Over the past few years, Chicago quartet The Cyberiam—lead vocalist/guitarist Keith Semple, vocalist/bassist Brian Kovacs, keyboardist/vocalist Frank Lucas, and drummer/vocalist Tommy Murray—have become one of the most talked-about newcomers on the prog rock scene. It’s no wonder why, either, as they draw inspiration from icons like Tool, Marillion, Pink Floyd, and Spock’s Beard amidst continuously astounding listeners with their distinctive studio work and live presence.
Unsurprisingly, they’ve outdone themselves once again on their full-length sophomore outing, Connected. Building upon everything that made 2018’s self-titled debut LP—and 2019’s The Butterfly Effect EP—so extraordinary, Connected is a thematically poignant and musically powerful ride that’s quite ambitious yet ceaselessly accessible and charming. As such, it ranks not only as The Cyberiam’s best work to date but also as one of 2021’s best albums thus far.
According to the press release, it was written over “a two-year span and recorded during the COVID-19 pandemic and Sempleton Studios and Summer Home Studios.” As with all of its forebearers, the collection was mixed by Semple and mastered by Andy VanDette (Porcupine Tree, The Dear Hunter, Rush), with Kovacs doing the artwork once again.
As for the inspirations and messages behind Connected, the band explains: “The loudest lesson that we’ve learned over the last year and a half is the importance of human connection. We all want to be connected. . . . This album talks about connection, feeling disconnected, connecting the dots, and our connection to you.” Indeed, the sequence is sobering yet uplifting, calming yet chaotic, and intricate yet welcoming, making it a glorious display of The Cyberiam’s multifaceted aptitude.
Lengthy opener “Interrogation Room B” alone showcases the quartet’s ability to meld gripping songwriting with malleable arrangements that serve, rather than overshadow, the mood and sentiments they’re prioritizing. In a nutshell, it strikes a perfect equilibrium between engaging folk-rock solemnity, iridescent pop-rock exuberance, and stunning prog rock flights of fancy. As usual, Semple and company deliver extremely catchy melodies with a fine fusion of delicate modesty and booming charisma; meanwhile, each instrument complements the others without ever feeling unnecessarily dominant or awkward. Of course, each one also gets at least a moment or two to shine, but it’s clear that even at its most complex and aggressive, “Interrogation Room B” never forgoes substance for superficial showiness.

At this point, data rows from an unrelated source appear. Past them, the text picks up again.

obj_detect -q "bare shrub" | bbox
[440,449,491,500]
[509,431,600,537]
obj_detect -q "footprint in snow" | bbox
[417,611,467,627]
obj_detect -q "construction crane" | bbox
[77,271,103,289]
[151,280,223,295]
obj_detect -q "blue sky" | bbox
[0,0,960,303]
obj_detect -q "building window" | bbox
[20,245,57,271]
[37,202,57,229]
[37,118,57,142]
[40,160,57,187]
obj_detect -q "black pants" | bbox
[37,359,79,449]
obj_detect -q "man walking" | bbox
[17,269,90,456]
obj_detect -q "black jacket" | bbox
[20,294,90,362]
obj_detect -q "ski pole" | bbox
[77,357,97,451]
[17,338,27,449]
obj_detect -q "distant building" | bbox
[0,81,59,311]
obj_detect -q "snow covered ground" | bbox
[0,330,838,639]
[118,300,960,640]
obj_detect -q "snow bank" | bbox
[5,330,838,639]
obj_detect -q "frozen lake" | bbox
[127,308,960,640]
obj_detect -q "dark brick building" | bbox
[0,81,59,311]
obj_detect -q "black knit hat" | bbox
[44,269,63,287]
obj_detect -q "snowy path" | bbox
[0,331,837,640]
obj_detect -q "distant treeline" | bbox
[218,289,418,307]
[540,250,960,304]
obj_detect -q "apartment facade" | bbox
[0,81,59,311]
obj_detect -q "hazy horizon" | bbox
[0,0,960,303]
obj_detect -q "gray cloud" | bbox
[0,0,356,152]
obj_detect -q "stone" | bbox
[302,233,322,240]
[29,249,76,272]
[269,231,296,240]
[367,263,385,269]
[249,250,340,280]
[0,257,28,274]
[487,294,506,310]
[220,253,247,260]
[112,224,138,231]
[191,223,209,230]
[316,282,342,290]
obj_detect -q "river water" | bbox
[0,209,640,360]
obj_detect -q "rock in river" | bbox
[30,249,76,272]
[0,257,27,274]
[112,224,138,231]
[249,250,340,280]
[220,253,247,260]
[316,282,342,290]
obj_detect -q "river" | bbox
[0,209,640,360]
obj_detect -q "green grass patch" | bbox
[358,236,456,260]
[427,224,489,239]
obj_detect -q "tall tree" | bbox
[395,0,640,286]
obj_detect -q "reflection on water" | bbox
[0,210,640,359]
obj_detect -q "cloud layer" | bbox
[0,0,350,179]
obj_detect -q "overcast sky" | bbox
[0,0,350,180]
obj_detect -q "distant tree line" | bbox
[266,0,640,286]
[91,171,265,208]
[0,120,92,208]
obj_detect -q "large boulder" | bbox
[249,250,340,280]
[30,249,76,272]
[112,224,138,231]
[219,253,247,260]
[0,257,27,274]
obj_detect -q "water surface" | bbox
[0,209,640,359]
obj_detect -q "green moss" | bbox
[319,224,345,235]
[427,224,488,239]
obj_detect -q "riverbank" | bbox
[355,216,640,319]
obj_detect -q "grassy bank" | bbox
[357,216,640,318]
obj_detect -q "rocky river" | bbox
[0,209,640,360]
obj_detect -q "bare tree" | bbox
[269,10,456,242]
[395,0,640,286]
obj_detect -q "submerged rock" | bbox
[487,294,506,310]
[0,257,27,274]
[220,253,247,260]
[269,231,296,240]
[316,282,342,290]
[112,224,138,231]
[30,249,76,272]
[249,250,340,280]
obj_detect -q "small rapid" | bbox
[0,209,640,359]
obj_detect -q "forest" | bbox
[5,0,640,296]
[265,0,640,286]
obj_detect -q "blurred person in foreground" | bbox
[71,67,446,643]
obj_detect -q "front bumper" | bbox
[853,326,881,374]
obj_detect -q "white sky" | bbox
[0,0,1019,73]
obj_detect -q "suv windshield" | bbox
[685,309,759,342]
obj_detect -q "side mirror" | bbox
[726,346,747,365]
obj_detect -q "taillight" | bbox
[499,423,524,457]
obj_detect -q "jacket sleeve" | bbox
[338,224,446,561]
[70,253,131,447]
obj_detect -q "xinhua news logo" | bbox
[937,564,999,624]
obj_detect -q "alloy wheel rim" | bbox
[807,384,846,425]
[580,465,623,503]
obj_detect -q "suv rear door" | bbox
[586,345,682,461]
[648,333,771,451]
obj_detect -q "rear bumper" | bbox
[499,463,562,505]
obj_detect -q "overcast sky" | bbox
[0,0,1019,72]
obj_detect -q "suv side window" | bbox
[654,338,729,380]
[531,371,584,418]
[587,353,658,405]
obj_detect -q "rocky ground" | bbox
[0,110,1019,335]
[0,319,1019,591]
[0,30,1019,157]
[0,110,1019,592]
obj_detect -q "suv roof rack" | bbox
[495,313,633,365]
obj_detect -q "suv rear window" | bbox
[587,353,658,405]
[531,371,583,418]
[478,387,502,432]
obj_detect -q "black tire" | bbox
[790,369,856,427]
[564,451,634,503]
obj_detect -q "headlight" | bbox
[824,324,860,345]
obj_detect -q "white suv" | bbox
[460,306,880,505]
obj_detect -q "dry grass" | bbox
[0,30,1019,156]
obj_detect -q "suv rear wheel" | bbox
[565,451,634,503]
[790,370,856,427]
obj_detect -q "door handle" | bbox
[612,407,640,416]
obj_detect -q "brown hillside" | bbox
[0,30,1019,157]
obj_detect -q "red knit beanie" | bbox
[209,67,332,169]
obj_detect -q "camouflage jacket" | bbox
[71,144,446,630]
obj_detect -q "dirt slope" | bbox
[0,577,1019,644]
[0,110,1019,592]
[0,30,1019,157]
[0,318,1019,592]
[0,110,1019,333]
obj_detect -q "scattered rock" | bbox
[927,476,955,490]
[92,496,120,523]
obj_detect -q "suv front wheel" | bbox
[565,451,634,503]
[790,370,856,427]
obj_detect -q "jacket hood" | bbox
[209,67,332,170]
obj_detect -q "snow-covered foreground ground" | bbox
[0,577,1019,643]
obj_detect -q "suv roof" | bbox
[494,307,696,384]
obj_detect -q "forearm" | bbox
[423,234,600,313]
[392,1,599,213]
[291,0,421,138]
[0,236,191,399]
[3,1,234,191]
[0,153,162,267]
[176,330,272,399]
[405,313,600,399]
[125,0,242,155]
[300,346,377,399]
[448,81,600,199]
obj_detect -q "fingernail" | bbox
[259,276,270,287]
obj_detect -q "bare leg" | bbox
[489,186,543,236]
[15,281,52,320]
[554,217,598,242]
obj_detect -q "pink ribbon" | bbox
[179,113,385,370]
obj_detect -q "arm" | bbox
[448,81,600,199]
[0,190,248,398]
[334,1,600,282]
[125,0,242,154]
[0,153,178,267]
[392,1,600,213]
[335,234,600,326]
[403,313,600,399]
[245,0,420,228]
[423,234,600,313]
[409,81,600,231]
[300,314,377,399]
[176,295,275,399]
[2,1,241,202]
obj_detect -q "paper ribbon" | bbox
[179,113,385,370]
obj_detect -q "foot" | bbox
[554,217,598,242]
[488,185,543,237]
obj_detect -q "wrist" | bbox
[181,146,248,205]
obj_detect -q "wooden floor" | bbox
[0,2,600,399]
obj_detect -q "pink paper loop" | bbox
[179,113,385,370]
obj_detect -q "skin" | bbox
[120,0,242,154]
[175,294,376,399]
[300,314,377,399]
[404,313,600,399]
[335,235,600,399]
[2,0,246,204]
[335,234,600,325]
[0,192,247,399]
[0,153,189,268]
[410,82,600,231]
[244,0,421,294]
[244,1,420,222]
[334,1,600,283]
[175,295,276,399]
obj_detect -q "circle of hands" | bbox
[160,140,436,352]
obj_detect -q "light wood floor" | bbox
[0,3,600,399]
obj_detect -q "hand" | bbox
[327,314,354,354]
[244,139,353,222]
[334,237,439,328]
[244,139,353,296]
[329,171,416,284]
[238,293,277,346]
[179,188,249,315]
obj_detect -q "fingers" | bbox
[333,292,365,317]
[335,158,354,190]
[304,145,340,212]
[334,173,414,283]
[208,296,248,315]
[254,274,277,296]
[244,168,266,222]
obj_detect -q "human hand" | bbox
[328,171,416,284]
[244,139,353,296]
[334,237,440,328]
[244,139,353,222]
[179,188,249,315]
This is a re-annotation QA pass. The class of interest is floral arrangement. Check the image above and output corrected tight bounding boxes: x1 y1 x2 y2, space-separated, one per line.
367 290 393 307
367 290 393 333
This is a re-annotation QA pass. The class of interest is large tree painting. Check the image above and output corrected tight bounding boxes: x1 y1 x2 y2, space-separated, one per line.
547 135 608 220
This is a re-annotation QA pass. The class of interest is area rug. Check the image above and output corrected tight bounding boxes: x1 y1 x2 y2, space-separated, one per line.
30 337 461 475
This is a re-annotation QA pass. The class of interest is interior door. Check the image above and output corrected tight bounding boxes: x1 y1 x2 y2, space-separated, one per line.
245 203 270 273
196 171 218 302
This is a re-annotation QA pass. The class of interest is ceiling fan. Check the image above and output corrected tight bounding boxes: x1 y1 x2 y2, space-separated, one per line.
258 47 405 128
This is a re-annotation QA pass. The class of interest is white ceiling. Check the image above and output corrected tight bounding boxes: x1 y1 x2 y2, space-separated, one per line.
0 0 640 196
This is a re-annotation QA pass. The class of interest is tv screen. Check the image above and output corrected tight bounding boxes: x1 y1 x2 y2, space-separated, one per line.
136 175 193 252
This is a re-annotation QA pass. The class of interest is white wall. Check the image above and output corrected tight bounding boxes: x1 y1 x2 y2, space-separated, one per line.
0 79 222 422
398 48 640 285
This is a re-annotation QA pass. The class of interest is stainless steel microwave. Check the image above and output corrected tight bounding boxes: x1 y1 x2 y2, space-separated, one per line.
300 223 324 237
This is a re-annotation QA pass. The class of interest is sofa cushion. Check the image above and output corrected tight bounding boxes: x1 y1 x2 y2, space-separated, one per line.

From there, the remaining eight tracks essentially devote more attention to different aspects of that remarkable hodgepodge. Specifically, “The Moral Landscape” clearly owes a debt to the playful gruffness of early Dream Theater, yet it mixes that influence with vocal templates all their own. In contrast, “Sunset on Mars” is – as the name suggests – significantly cosmic, emotional, and hooky, whereas “Be Connected” is a heartwarming ballad led by piano, acoustic guitar, synths, tight rhythms, and empowering harmonies. The penultimate “Miles Away” is deeply psychedelic and engrossingly irregular thanks to its perpetual changes in percussion and vibe. Luckily, closer “Bigger Questions” concludes the journey with a healthy dose of Rush-esque flamboyance and vigor that feels profound and exploratory but also relentlessly focused. It’s damn near impossible not to feel moved and motivated as its cathartic outro fades away.
Connected is a stellar accomplishment from start to finish. More fluid, meaningful, and confident than its predecessors—which were also superb, don’t get me wrong—it finds The Cyberiam honing their skills in every way to prove once and for all that they’re a force to be reckoned with in the genre. In fact, the LP is more rewarding and endearing than the latest work by many of the quartet’s most legendary stylistic siblings. It’s truly outstanding.